I'm usually oblivious to World AIDS Day. For some reason, I've only noticed by hearing the odd news blurb on TV or seeing some sort of poster about it on the streets of New York City. Maybe this year is different because I'm currently in the UK (again) and its the headline of several major newspapers. I also got an email from a friend here in the UK this morning commenting on the fact that its World AIDS Day and maybe he should try to do something, rather than sit back and just take notice.
So, its hit me differently this year than it has in the past. The most significant way is that I found myself remembering all those friends and acquantainces I lost, so long ago. Then also thinking about the numbers in the newspaper and thinking about what 40 million AIDS cases really meant. Then I thought this is crazy. Should I only remember those that have succumb to AIDS once a year? It just seems so much bigger than that.

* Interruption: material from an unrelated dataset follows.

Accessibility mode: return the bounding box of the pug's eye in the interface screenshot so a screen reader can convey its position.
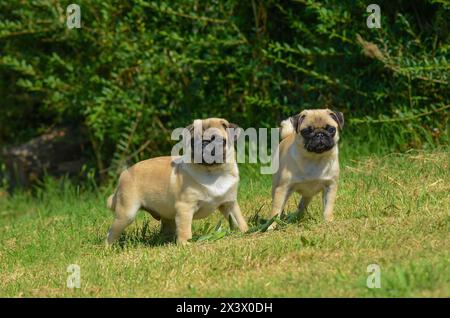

I came of age in the early 80's in San Francisco, which at the time was nearly the epicenter of the disease. I can remember the full course of first hearing about the gay cancer (I was probably 16 then) and then GRID - and ofcourse that it was probably something in the poppers that everyone was snorting in those days. I worked in a couple of gay bars in SF in the late 80's and I can't even count the number of folks I knew who passed away then.
Now its all a distant memory, now and then I feel like I have some sort of survivors guilt, but mostly I'm glad I lived through it and I'm thankful for the life I have. I think I am a better person for having gotten through it, as much as I hate thinking about it. Its just insane to me that its still a world wide epidemic, that communities are going through the intenseness of illness and then loss over and over again. And for what? With Anti-RetroVirals around, all the death that occurs now is really so the pharmaceutical companies can make a profit.

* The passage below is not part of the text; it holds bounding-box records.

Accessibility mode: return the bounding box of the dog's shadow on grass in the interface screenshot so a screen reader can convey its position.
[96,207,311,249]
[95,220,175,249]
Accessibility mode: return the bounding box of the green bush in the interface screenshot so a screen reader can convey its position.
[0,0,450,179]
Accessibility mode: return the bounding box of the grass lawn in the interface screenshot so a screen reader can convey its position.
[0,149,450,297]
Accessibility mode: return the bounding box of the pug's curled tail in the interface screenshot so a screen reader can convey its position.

What is glaringly clear to me though, is the reason I'm thinking about it today, is because I'm now working with HIV/AIDS advocacy groups in my job with Tactical Tech. I've spent the last nine months or so working on a project that I can connect to in a very personal way, but really haven't - working more systematically and removed from the issue itself. And for some reason today, I'm connecting to it in a way I hadn't before.